Como o texto não avançou, na época, a pressão sobre os governadores cresceu. Por isso, desde novembro de 2021, os estados decidiram congelar o valor do ICMS que incide sobre combustíveis, por meio do Conselho Nacional de Política Fazendária (Confaz).
Os governadores cogitaram acabar com a medida após o anúncio de mais um reajuste de preços da Petrobras. Acabaram voltando atrás, temendo um desgaste político. Desde então, já prorrogaram o congelamento mais duas vezes. Agora, ela vai até o final de junho, e há possibilidade de extensão até o final do ano. Estados estimam que deixarão de arrecadar R$ 37,1 bilhões com a medida caso ela vá até dezembro de 2022.
Mas com as altas recorrentes no preço dos combustíveis o Congresso voltou a atuar na questão. Foi em março, após um novo aumento dos combustíveis anunciado pela Petrobras, que o Legislativo aprovou projeto que alterou a sistemática de cobrança do ICMS, com definição de uma alíquota única, aplicado com um valor fixo em reais sobre o litro do combustível e com cobrança em uma única etapa.
Essa mudança foi definida no âmbito do Conselho Nacional de Política Fazendária (Confaz). O mesmo texto zerou as contribuições do PIS e Cofins, tributos federais, sobre diesel e querosene de aviação até o final de 2022, com impacto estimado de R$ 20 bilhões.
A lei previa um período de transição, até o fim do ano, em que a alíquota do ICMS consideraria a média de preço dos últimos 60 meses, o que representaria queda na carga tributária. É essa regra de transição que se tornará obrigatória, caso o projeto do teto do ICMS seja aprovado no Senado.

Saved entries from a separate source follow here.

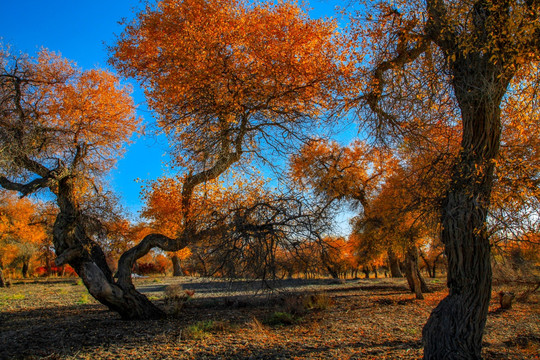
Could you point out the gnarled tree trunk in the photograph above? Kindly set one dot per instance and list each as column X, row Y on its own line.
column 412, row 273
column 393, row 261
column 455, row 327
column 177, row 266
column 75, row 247
column 3, row 282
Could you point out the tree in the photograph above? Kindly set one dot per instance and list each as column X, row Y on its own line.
column 226, row 79
column 473, row 55
column 60, row 130
column 21, row 234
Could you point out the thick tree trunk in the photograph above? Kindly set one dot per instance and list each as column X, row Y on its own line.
column 412, row 272
column 177, row 266
column 393, row 261
column 75, row 247
column 25, row 267
column 3, row 282
column 455, row 327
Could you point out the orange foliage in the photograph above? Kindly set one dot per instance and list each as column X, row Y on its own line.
column 21, row 234
column 216, row 71
column 353, row 172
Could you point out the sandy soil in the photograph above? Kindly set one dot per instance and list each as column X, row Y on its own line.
column 355, row 319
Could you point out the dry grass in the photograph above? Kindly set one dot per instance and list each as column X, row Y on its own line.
column 366, row 319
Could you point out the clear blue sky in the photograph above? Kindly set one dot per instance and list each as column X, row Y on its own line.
column 80, row 31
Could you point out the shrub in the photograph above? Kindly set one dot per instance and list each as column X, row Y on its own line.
column 202, row 329
column 300, row 304
column 281, row 318
column 176, row 297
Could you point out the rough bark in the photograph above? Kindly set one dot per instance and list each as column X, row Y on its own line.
column 25, row 267
column 393, row 261
column 75, row 247
column 455, row 327
column 3, row 282
column 412, row 272
column 177, row 266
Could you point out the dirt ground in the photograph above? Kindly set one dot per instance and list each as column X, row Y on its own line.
column 353, row 319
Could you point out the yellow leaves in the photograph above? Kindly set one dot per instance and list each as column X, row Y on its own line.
column 351, row 172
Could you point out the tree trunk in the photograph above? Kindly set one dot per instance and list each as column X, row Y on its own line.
column 412, row 273
column 393, row 261
column 455, row 327
column 26, row 265
column 75, row 247
column 3, row 282
column 177, row 267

O Confaz estabeleceu uma alíquota única de R$ 1,006 por litro, liberando cada estado para dar um desconto para chegar à alíquota atual. Isso passaria a valer a partir de julho e, na prática, não traria mudanças em relação ao que já era cobrado.
Esse movimento foi visto como uma tentativa de burlar a decisão do Congresso e foi questionada pelo presidente do Senado, Rodrigo Pacheco (PSD-MG). Em resposta, o Ministério da Economia disse que foi a decisão dos estados impediu redução do ICMS do diesel.
Diante de uma nova alta anunciada pela Petrobras e após trocar o ministro de Minas e Energia, o presidente Jair Bolsonaro prometeu em live que acionaria o STF para que os estados cumprissem a nova lei. A Advocacia-Geral da União (AGU) entrou com ação contra a política de ICMS definida pelos estados. Um dia após, o relator sorteado para o caso, o ministro André Mendonça, indicado por Bolsonaro, concedeu liminar suspendendo trechos do convênio definido pelos estados com a nova sistemática de cobrança do ICMS.
Apesar de não ter efeitos imediatos, já que as mudanças valeriam a partir de julho, os estados decidiram recorrer. Sem decisão sobre o tema, o governo decidiu apoiar o projeto que limita a alíquota que pode ser cobrada para o ICMS que incide sobre combustíveis, energia, telecom e transporte coletivo. E foi nesse texto que apareceu o dispositivo que obriga os estados a fazerem o que o governo queria.